The Hoyas’ victory was about more than that goal, though. They were superior throughout, and after having a goal rightly disallowed by an offside call and not gaining a man advantage on a clear red-card infraction on a Stanford defender, the Hoyas stretched the lead in the 67th minute.
Zawadzki’s deflected cross caromed off a defender, allowing reserve Foster McCune (St. Albans) to head in from close range.
“In a game like that, it doesn’t have to be the prettiest goal in the world,” McCune said. “Anything to get us on to Sunday is worthwhile.”
The Hoyas managed the second half almost perfectly, not committing any terrible mistakes against the Cardinal (14-3-5) and registering their 13th shutout.
“We’re a group of guys that wants it so much,” Zawadzki said. “The history of this program, we’ve gone through a lot.

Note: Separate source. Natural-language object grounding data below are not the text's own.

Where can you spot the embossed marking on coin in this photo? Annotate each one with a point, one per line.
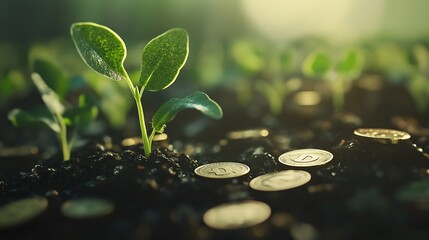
(382, 134)
(278, 181)
(237, 215)
(306, 157)
(222, 170)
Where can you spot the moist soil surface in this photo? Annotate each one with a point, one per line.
(370, 190)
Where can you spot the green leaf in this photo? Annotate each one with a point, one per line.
(351, 63)
(49, 97)
(162, 59)
(317, 64)
(19, 118)
(53, 76)
(250, 56)
(287, 60)
(100, 48)
(197, 100)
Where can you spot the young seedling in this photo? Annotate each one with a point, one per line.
(348, 67)
(418, 84)
(163, 57)
(57, 118)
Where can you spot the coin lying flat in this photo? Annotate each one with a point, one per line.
(21, 211)
(383, 135)
(222, 170)
(278, 181)
(306, 157)
(237, 215)
(85, 208)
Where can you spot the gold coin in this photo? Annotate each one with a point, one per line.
(278, 181)
(237, 215)
(222, 170)
(306, 157)
(382, 135)
(21, 211)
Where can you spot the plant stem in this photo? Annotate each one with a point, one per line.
(146, 143)
(66, 149)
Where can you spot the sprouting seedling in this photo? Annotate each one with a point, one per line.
(418, 85)
(255, 59)
(349, 66)
(57, 118)
(163, 57)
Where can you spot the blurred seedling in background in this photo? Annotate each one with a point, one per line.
(272, 71)
(418, 84)
(57, 116)
(163, 57)
(338, 74)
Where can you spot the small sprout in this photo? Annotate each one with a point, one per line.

Recently we’ve been getting toward the top, getting toward the top, getting toward the top. We want it so bad.”
In the second game, the Cavaliers went ahead in the 19th minute. Andreas Ueland served a 60-yard pass ahead of Dike, who followed the ball into the penalty area before drilling an acutely angled eight-yarder with breathtaking power over goalkeeper Andrew Pannenberg.
“Gives you an insight to the quality Daryl has," teammate Joe Bell said. "How many people in college soccer are going to score from there?”
The goal ended a six-game scoreless streak for the Oklahoma native.
“I really did feel like goals were coming,” Virginia Coach George Gelnovatch said. “It was his time.”
Four minutes later, Dike rose in the six-yard box to head in Daniel Steedman’s corner kick for his ninth goal of the year.
Shutler kept the Demon Deacons (16-5-2) at bay in a busy second half, but in the 79th minute, Bruno Lapa beat him with a penalty kick — just the 10th goal conceded by Virginia this year. After one last scare, the Cavaliers were headed to the program’s ninth final since 1989.